Orchids on your Budget was a lifestyle book first published in 1936. I found this book so fascinating for my quest to enjoy my life because it was about just that with similar conclusions that I have discovered.
This book targets people of all levels of wealth with no apology even though it comes on the heels of the Great Depression. The writer talks about people with multiple cars and servants in the same breath as those who live in a “girl’s club” (dormitory) with a tiny wage. The point of the book in not to pretend to be rich but to make the most of what you have to enjoy each day to the fullest.

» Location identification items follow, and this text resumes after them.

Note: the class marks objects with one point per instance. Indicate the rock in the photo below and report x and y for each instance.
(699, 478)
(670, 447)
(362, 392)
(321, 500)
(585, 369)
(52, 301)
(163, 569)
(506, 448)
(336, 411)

She talks about that your house and utilities should only cost you 20% of your income if possible (if you are very poor it will have to be higher), that food should only be 30% of your income (though I think food is cheaper today than it was then), and then you have taxes, charity, and savings, but your goal is to get your fun money to be as high as possible so that you can entertain friends and enjoy life.
In a time when a person did not expect to collect unemployment, NEVER had a credit card, and did not expect social security, a person was forced to live within their means or would have to miss meals and bills. The writer of this book still had the expectation that a person could look great with what we today call a capsule wardrobe, entertain friends at their house creatively, keep up a beautiful home decor with a little ingenuity, and feel content in whatever place in life they happened to be. As she very well puts it, “Even quite dull people can live smartly if they have plenty of money, and the money often makes them duller. A slight financial pressure sharpens the wits, though it needn’t sharpen the disposition. But it takes an interesting person to have an attractive menage on a shoe-string and run it gaiety and charm.”